Cyrille would leave Coventry at the beginning of the 1991/92 season to join Ron Atkinson at Aston Villa. He would stay there for one season and go on to play for Wolves, Wycombe Wanderers and Chester City, before eventually retiring in 1996 after 19 years in the game. Overall he made 614 professional appearances and scored 158 goals for 7 clubs. Upon entering retirement, Cyrille became a licensed sports agent and represented his nephew, Jason Roberts, throughout his career. He and his wife were advocates of WaterAid, a charity that aimed to provide clean water in Ethiopia, and regularly visited the country to see the good work carried out. Following the tragic death of Laurie Cunningham due to a car accident whilst on loan at Valladolid in 1989, Cyrille became an Evangelical Christian. He kept himself to himself largely and, on the morning of Sunday 14th January 2018, the world awoke to the news that Cyrille had passed away due to a heart attack. He was just 59 years old.

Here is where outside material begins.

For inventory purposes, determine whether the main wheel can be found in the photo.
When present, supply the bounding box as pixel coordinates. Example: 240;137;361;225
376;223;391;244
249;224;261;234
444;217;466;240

There is a lot that you can say about Cyrille Regis, the man and the footballer. The great thing about this is that nothing you can say about him is bad, and nobody ever has. As a footballer he was dominant forward. He was aggressive and used his strength against opposing defenders. He was tactically astute and always made the right run at the right time. In modern day terms, he knew how to lead a one man forward line. As a man he endured so much and did so with a smile on his face. The abuse that he, Brendan and Laurie faced was poisonous and vitriolic. Yet they all carried on with class and grace. They simply let their football do the talking. What they may not have realised by doing this was how much of an inspiration they had become to young black people across Thatcher’s Britain. They proved that they could win respect through talent and ability. The outpouring of emotion since Cyrille’s death has been touching to see. Still nobody has a cross word to say about him. When your time comes, I suppose that’s the biggest tribute that can be paid.
Cyrille Regis. Migrant. Hitman. Pioneer. Hero.